La « guerre contre le terrorisme » (‘War on Terror’), quel non-sens. La guerre, c’est du terrorisme généralisé. Le terrorisme, c’est la guerre condensée. La guerre contre le terrorisme, c’est donc la terreur au carré. Quand François Hollande déclare que « nous sommes en guerre », c’est vouloir nous replonger dans la terreur ; lorsqu’il appelle à « renforcer nos actions en Syrie comme en Irak », c’est vouloir faire de forces françaises des terroristes en puissance. Lâcher des bombes sur la Syrie ou l’Irak tue des civils tout aussi innocents que des promeneurs à Nice ou des jeunes au Bataclan. Sans parler des jihadistes qu’elles recrutent.

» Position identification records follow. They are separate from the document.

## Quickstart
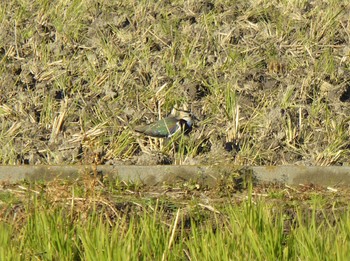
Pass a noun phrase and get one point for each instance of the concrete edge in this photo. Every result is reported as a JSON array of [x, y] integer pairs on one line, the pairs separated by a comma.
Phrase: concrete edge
[[169, 174]]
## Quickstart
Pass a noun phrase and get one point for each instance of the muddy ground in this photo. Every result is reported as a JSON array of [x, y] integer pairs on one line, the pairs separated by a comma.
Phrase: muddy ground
[[269, 82]]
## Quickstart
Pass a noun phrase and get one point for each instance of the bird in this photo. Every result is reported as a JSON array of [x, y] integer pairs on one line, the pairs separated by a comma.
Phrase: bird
[[165, 128]]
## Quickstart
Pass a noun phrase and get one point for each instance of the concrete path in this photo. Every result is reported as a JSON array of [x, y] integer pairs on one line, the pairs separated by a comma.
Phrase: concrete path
[[170, 174]]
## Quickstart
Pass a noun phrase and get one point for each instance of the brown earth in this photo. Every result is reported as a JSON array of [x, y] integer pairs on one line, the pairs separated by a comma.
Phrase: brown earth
[[269, 82]]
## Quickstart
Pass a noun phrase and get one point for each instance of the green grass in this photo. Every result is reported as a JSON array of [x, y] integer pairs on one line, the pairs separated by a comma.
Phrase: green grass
[[106, 222]]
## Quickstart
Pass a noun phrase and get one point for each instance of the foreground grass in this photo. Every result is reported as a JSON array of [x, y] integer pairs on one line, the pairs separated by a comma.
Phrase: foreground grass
[[70, 222]]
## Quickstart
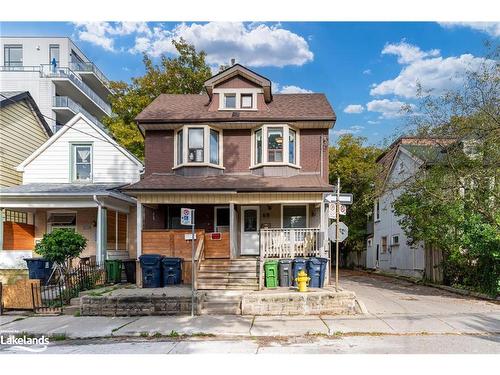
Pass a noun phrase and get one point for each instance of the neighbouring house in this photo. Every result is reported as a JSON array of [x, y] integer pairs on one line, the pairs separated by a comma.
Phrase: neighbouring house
[[251, 163], [386, 245], [58, 75], [71, 181]]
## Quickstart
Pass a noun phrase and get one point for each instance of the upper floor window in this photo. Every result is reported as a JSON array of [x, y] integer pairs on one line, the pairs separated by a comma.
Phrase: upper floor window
[[13, 55], [82, 163], [198, 145], [275, 144]]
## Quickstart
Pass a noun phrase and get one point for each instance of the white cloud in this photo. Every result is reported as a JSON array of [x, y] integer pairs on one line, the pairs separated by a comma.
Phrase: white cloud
[[387, 108], [252, 44], [490, 28], [354, 108], [433, 72]]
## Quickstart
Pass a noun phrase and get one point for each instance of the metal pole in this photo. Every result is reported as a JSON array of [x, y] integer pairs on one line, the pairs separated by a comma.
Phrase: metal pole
[[337, 212], [192, 262]]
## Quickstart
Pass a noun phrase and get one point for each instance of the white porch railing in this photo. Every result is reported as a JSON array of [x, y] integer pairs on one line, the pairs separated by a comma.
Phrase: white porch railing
[[291, 243]]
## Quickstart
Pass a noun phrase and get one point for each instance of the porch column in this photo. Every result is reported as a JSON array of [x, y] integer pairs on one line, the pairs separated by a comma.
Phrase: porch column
[[139, 230]]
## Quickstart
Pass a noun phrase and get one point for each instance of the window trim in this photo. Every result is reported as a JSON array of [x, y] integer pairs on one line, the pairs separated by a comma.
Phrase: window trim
[[286, 155], [295, 205], [72, 169], [206, 151]]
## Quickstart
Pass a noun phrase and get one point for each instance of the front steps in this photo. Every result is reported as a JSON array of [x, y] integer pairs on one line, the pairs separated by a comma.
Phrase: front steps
[[228, 274]]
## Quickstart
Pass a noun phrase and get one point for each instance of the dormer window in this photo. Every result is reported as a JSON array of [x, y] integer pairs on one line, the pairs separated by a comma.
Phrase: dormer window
[[230, 101], [198, 145], [273, 144]]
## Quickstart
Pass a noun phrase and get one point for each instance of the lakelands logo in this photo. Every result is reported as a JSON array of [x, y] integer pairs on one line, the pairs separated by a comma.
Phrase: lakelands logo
[[28, 344]]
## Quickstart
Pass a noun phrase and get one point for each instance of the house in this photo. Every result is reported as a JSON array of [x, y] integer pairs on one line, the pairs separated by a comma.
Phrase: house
[[71, 182], [58, 75], [252, 164], [386, 246], [22, 130]]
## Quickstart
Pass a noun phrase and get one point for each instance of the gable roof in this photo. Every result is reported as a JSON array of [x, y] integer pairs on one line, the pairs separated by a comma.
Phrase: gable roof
[[69, 125], [11, 97], [174, 108]]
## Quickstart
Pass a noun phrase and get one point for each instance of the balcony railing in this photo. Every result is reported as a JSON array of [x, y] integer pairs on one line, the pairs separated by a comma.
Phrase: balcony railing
[[65, 102], [89, 67], [48, 70], [290, 243]]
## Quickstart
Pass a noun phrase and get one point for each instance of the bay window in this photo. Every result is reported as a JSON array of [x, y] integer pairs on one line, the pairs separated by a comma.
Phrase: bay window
[[275, 145], [198, 145]]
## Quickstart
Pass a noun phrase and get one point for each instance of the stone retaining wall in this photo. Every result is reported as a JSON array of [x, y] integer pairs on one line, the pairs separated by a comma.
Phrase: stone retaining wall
[[310, 303]]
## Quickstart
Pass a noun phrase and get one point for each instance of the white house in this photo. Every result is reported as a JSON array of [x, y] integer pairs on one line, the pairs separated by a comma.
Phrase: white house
[[57, 74], [386, 247], [72, 181]]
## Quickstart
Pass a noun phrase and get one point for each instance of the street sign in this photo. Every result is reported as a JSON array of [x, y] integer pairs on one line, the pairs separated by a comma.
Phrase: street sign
[[186, 216], [332, 210], [343, 232], [332, 198]]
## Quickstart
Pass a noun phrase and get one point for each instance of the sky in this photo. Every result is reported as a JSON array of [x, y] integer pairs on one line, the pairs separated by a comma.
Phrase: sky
[[367, 70]]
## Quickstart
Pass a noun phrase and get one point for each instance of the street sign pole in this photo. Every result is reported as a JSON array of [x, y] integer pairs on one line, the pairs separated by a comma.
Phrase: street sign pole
[[337, 237], [192, 262]]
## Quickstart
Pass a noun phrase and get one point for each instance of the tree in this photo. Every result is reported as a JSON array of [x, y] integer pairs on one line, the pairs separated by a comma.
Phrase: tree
[[355, 165], [60, 246], [184, 74], [452, 203]]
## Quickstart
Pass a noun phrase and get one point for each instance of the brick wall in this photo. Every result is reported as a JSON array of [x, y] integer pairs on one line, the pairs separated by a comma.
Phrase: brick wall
[[159, 151]]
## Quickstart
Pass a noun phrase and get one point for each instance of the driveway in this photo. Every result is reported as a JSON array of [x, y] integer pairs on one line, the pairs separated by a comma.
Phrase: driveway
[[386, 296]]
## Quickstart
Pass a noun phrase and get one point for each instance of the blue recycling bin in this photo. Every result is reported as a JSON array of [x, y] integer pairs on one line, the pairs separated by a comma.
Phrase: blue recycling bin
[[151, 270], [298, 264], [172, 271], [316, 270], [39, 268]]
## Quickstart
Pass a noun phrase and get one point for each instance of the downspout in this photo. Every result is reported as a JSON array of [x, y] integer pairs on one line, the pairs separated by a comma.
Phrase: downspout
[[99, 230]]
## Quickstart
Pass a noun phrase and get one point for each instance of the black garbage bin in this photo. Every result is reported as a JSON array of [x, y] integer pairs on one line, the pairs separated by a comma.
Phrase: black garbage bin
[[298, 264], [151, 270], [172, 271], [285, 272], [39, 268], [129, 266]]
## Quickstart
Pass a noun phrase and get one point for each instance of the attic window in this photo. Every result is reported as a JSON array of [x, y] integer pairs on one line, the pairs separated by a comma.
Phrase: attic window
[[229, 100]]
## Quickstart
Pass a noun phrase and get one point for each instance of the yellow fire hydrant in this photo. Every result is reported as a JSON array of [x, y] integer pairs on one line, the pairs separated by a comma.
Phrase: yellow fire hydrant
[[302, 280]]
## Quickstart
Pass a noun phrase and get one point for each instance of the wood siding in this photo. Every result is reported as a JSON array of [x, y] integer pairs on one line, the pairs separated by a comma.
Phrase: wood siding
[[20, 135], [109, 164], [17, 236]]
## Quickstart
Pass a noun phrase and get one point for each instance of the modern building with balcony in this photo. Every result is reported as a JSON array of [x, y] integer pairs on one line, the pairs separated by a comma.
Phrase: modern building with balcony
[[59, 77]]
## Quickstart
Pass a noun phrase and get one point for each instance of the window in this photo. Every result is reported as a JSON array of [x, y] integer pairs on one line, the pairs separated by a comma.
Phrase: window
[[196, 145], [214, 146], [13, 55], [384, 244], [82, 168], [291, 145], [180, 147], [294, 216], [229, 100], [246, 101], [275, 145], [54, 53], [258, 146]]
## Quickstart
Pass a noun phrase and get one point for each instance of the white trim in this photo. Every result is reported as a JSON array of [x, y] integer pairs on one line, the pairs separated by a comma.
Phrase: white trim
[[294, 205], [65, 128]]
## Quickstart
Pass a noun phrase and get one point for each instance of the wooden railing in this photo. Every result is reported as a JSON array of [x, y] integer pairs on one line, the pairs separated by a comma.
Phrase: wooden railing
[[198, 257]]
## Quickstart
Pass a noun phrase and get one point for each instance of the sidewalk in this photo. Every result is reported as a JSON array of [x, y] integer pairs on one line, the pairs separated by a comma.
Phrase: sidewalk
[[247, 326]]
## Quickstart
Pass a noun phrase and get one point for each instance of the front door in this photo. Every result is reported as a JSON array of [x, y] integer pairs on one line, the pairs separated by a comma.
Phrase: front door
[[250, 223]]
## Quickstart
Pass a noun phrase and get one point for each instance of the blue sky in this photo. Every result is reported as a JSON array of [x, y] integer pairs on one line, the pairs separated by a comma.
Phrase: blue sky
[[367, 70]]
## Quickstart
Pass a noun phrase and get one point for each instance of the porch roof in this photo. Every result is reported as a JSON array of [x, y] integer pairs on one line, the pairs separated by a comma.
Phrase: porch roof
[[230, 183], [66, 191]]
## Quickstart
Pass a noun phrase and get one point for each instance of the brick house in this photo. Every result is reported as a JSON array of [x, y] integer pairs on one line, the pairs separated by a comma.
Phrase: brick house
[[252, 164]]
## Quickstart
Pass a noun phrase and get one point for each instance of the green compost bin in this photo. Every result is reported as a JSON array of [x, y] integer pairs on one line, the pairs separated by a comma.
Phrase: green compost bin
[[271, 273], [113, 271]]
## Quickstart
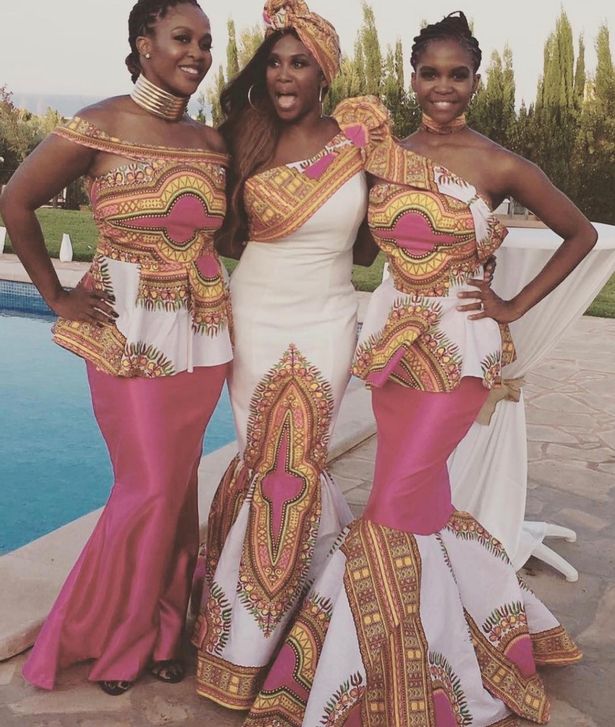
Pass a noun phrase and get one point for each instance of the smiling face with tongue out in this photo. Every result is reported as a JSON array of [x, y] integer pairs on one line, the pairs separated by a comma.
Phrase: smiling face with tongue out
[[294, 79]]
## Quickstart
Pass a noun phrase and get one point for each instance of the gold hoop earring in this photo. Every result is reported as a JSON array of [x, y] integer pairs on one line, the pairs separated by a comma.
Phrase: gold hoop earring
[[250, 97]]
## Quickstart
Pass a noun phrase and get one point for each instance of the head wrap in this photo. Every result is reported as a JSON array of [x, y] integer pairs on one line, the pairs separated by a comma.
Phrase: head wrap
[[316, 33]]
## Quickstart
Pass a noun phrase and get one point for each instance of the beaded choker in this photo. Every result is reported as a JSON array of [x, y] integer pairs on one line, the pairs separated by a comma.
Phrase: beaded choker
[[158, 102], [434, 127]]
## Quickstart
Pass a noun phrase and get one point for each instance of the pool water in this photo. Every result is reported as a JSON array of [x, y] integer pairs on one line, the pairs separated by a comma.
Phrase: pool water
[[54, 465]]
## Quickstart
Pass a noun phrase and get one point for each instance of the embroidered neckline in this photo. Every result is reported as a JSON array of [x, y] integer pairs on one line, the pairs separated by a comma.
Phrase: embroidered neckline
[[437, 165], [103, 135]]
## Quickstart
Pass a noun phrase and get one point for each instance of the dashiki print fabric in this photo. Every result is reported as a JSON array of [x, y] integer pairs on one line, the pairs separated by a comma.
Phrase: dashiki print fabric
[[436, 232], [277, 512], [156, 215], [418, 621]]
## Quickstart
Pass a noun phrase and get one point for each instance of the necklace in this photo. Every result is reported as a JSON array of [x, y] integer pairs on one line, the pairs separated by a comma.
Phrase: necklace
[[158, 102], [434, 127]]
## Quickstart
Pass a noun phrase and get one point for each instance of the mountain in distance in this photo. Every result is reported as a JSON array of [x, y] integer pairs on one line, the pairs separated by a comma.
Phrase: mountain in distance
[[67, 104]]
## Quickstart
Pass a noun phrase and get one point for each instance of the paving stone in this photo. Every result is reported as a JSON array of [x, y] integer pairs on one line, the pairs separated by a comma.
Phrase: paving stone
[[559, 403], [573, 477], [366, 451], [571, 485], [608, 437], [595, 454], [352, 468], [534, 507], [105, 722], [581, 519], [7, 672], [564, 715], [541, 433], [80, 699], [601, 632]]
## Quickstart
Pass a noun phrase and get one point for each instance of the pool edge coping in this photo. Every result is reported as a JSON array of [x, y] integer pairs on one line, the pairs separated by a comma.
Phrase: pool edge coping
[[34, 573]]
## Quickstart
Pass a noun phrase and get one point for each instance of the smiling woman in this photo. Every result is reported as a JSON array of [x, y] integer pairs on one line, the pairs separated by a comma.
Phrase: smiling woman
[[150, 318]]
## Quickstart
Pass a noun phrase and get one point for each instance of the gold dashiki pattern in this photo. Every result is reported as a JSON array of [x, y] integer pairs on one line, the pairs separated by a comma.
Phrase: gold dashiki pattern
[[436, 232], [277, 512], [379, 640], [156, 215]]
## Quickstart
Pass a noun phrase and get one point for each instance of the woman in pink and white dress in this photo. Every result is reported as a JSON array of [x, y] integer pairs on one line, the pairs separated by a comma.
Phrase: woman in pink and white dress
[[151, 320]]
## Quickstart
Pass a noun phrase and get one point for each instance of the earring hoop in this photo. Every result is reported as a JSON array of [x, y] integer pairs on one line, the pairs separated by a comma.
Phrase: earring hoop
[[250, 97]]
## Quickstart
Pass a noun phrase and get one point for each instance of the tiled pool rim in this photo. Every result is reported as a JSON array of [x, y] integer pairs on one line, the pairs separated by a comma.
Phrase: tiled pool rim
[[19, 297], [34, 573]]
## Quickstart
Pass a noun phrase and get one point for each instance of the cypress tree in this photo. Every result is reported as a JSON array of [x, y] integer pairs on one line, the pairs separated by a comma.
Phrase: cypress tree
[[493, 109], [232, 56], [595, 148], [371, 52], [556, 117], [579, 75]]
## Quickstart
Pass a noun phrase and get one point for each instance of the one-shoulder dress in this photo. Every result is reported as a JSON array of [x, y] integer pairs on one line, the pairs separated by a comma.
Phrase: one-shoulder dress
[[155, 376], [418, 617], [277, 512]]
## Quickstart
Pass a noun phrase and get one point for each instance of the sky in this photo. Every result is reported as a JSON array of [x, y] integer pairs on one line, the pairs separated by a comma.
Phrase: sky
[[79, 46]]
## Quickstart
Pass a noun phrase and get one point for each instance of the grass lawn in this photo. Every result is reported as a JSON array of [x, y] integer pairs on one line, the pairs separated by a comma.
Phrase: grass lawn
[[82, 231]]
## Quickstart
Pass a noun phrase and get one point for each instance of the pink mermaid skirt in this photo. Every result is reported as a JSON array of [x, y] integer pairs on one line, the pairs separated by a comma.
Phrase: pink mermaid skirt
[[124, 602], [418, 617]]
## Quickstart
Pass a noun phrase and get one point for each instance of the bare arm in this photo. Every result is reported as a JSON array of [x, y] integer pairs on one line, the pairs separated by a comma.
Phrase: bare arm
[[51, 167], [529, 185], [365, 250]]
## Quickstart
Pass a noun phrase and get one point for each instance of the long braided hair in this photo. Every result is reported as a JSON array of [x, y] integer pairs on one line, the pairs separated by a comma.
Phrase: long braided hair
[[251, 130], [453, 27], [141, 21]]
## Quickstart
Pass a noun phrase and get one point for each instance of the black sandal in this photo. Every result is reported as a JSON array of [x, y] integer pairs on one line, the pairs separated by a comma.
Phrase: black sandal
[[115, 688], [170, 671]]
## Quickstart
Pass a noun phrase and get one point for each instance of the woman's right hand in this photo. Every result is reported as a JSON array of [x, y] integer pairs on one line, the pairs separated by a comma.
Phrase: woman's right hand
[[84, 304]]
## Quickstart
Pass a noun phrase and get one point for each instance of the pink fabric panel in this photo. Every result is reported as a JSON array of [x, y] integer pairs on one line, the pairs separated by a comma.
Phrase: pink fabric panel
[[124, 602], [417, 431]]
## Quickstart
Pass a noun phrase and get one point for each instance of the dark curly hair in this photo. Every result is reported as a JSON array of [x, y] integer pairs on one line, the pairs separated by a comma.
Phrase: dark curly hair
[[141, 21], [453, 27]]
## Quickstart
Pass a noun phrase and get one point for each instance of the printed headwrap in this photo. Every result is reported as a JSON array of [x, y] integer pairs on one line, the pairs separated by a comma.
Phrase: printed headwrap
[[316, 33]]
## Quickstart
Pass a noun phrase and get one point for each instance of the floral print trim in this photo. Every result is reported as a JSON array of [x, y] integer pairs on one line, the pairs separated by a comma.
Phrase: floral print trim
[[444, 678], [465, 527], [349, 694], [143, 359]]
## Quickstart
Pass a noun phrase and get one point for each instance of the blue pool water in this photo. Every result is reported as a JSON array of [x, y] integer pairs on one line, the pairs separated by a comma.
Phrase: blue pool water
[[53, 463]]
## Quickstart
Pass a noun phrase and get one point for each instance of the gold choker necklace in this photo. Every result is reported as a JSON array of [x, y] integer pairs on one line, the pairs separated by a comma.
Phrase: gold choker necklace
[[435, 127], [158, 102]]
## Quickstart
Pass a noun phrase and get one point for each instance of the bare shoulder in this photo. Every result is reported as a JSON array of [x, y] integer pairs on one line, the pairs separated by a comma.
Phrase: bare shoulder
[[502, 162], [105, 113]]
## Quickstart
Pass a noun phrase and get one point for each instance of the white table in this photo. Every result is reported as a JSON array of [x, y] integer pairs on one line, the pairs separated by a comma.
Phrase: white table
[[489, 467]]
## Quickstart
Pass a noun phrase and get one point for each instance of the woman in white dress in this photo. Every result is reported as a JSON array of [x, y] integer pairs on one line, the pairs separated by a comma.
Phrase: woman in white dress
[[277, 512]]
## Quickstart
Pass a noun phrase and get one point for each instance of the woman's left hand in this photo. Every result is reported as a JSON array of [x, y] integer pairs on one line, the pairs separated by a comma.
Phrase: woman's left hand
[[487, 303]]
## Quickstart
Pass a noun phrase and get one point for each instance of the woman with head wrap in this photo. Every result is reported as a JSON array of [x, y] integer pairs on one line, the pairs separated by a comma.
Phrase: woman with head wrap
[[298, 196]]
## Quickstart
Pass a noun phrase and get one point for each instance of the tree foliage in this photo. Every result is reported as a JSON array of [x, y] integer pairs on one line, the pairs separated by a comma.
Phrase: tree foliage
[[568, 129]]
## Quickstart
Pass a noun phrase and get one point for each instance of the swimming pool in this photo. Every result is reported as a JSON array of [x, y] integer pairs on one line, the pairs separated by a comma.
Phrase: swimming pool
[[53, 463]]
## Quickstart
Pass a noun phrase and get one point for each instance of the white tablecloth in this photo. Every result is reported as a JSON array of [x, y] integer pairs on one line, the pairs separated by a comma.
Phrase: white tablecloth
[[489, 467]]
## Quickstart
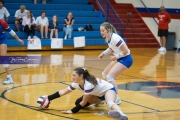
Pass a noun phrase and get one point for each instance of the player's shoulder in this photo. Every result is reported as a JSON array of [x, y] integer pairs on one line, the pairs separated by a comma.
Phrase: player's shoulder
[[3, 21], [88, 84], [116, 37], [17, 11]]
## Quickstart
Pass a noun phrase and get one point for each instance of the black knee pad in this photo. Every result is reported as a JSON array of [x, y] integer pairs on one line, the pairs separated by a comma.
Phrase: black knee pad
[[79, 100]]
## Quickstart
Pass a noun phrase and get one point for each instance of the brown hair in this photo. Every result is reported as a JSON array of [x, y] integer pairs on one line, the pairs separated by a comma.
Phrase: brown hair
[[31, 15], [86, 75], [109, 27]]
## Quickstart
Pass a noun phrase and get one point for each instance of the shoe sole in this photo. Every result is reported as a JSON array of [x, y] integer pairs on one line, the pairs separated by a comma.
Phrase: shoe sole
[[118, 103], [116, 114], [8, 83]]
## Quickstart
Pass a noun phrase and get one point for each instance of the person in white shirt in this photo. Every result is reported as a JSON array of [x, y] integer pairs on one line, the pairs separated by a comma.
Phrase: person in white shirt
[[19, 16], [42, 24], [3, 11], [29, 24], [95, 90], [121, 59]]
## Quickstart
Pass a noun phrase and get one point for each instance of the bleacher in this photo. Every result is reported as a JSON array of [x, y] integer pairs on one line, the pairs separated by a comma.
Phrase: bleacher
[[83, 12]]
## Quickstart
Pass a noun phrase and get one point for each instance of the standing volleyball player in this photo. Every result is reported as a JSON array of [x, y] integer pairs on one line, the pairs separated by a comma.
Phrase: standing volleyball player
[[3, 46], [95, 90], [121, 59]]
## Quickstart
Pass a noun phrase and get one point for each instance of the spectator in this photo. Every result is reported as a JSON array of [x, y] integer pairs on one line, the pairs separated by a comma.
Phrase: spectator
[[69, 21], [53, 25], [3, 11], [29, 24], [19, 16], [164, 19], [42, 24], [43, 1]]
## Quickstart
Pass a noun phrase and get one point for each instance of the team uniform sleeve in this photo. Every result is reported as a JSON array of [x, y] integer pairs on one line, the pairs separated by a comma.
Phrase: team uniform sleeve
[[6, 26], [47, 22], [23, 22], [6, 13], [73, 86], [36, 21], [118, 41], [88, 88]]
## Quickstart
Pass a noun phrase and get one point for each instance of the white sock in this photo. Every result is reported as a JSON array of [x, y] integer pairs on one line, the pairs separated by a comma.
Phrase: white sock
[[8, 76], [122, 114]]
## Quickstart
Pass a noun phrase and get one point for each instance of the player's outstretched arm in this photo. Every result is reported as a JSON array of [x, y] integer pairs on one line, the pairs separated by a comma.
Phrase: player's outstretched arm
[[79, 106], [19, 40]]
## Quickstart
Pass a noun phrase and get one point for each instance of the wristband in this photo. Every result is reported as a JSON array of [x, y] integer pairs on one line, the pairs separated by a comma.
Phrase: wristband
[[120, 55], [107, 51], [77, 108]]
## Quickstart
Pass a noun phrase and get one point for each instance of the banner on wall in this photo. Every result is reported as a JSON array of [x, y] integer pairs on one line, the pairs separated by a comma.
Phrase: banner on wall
[[56, 59], [56, 43], [34, 44], [79, 41]]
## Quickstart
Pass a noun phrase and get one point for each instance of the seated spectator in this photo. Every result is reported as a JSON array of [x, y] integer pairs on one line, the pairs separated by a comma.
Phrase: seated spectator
[[3, 11], [29, 24], [19, 16], [43, 1], [53, 25], [69, 21], [42, 24]]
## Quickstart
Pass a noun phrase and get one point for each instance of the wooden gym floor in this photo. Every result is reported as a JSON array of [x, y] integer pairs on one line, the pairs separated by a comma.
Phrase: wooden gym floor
[[150, 89]]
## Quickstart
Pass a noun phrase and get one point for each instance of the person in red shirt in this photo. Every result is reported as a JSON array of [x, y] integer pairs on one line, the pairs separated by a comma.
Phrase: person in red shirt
[[164, 19]]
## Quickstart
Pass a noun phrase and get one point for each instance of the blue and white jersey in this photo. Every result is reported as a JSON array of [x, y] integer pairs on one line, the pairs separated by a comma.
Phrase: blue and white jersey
[[115, 43], [4, 27], [89, 88]]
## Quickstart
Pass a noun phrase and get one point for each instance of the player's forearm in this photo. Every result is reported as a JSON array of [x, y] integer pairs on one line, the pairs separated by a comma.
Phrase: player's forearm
[[7, 19]]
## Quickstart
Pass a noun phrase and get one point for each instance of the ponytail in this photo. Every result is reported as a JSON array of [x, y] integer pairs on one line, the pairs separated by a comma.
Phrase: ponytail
[[109, 27], [86, 75], [31, 16]]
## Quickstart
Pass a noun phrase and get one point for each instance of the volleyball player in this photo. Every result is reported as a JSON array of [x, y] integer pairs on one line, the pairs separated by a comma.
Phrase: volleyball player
[[120, 61], [3, 46], [95, 90]]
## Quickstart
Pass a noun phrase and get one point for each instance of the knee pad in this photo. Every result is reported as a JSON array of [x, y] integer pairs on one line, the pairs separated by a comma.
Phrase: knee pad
[[78, 100], [110, 104], [109, 78], [5, 65], [104, 75]]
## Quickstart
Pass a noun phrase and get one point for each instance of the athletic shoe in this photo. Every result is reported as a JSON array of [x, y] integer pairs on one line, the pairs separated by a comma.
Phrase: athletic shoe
[[34, 37], [160, 49], [164, 49], [116, 114], [118, 100], [65, 37], [99, 103], [29, 37], [8, 81]]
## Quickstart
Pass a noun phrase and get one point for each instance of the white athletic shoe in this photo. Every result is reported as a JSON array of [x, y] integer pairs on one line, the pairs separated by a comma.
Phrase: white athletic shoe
[[65, 37], [99, 103], [34, 37], [160, 49], [8, 81], [29, 37], [116, 114], [118, 100]]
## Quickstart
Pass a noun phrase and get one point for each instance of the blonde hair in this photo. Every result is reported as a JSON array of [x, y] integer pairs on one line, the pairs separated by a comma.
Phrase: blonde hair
[[109, 27], [22, 7]]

Ce qu’il nous faut ce n’est pas une surenchère de la terreur, mais son contraire. Ou du moins ce qui y résiste le plus, ce qui fait contrepoids à la terreur. Sur le plan des affects, on sait depuis Aristote, c’est la pitié. Les deux pôles de la catharsis : la frayeur, c’est-à-dire la terreur, et la pitié. Il nous faut de la pitié – pitié même pour les terroristes. (Camus le savait bien lorsqu’il écrit dans sa pièce sur le terrorisme, « pitié pour les justes », pour ceux qui se croient « justes », porteurs d’une justice surhumaine, donc inhumaine). La pitié c’est l’empathie pour ceux qui sont moins que ce qu’ils devraient être ou moins que ce qu’ils pourraient être. Pour les lâches et les nuls. La pitié c’est ce qui fait notre humanité et ce qui est à la base de notre solidarité et de notre empathie, le contraire d’une France qui sera « impitoyable » envers ses ennemis. Et envers ses citoyens ? Au manque spectaculaire d’imagination des jihadistes, lecteurs d’un seul livre, nous opposons toutes les forces de nos imaginations, de notre culture et des littératures florissantes, multiformes et transgressives. D’où puiser des exemples et des exercices d’empathie et de pitié sans nombre et sans fin.
Mais on sait que la pitié à elle seule ne suffit pas. L’autre contrepoids à la terreur, on le trouve chez Montesquieu. C’est la vertu. Le régime despotique est le foyer de la « crainte », autrement dit de la terreur. La vertu, par contre, c’est la volonté de mettre les intérêts de la chose publique devant ses intérêts privés. C’est le sacrifice de soi pour autrui. Non celui des terroristes, dans la mort, mais se sacrifier dans la vie, pour la vie. Le régime où la vertu prospère et dont il est le ressort ou le principe agissant, c’est la république. Son arme, c’est l’éducation. Ce n’est pas un hasard si la France est une république dont l’enjeu majeur et l’institution principale est l’éducation nationale. Mais l’éducation de la vertu n’a rien à voir ni avec l’ascétisme (abnégation morale) ni avec l’austérité (abnégation économique). C’est tout le contraire, un don continu de soi, celui des artisans entrepreneurs, de jeunes artistes, des fonctionnaires désintéressés, des ONGs, etc. Donc cette éducation n’est pas l’instruction sèche et hiérarchique. Il s’agit d’une éducation en continu et en dialogue et, par conséquent, une éducation porteuse non du consensus tant vanté, mais du dissensus, du désaccord vital et respectueux. Cette activité constante se maintient par la vertu parce que la vertu elle-même, dixit Montesquieu, est ce qui fait agir la république, c’est une forme dynamique, tel le vortex, qui n’existe que parce qu’elle est en mouvement. C’est aussi donc la révolution en permanence.
Il se comprend alors que la Révolution française dont on tire les valeurs républicaines ait su conjuguer tous ces éléments : vertu, éducation nationale et… terreur. On pourrait, bien sûr, citer Robespierre et son amalgame original et paradoxal de la terreur et de la vertu (puisé d’ailleurs dans Montesquieu) dont il a fait une politique terroriste d’état. On retrouverait alors des mêmes termes qu’utilise Hollande : « la justice prompte, sévère, inflexible », « les ennemis du dedans ne sont-ils pas des alliés des ennemis du dehors » etc. Mais la différence c’est que Hollande ne fonde pas la république, il veut la conserver : deux violences bien différentes (Robespierre le savait bien, voir son discours du 25 décembre 1793). Le président ne mène pas un gouvernement d’urgence militaire, mais il vient de déclarer l’état préalable. Le prolonger de nouveau va dans le même sens. Il n’a pas encore suspendu la constitution à la différence des jacobins de 1793, mais il n’est pas inconcevable que ce soit une mesure à considérer entre autres. De là on arrive non pas à combattre Daech, mais à l’imiter.
Ainsi œuvrons à retrouver et à déployer pitié et vertu.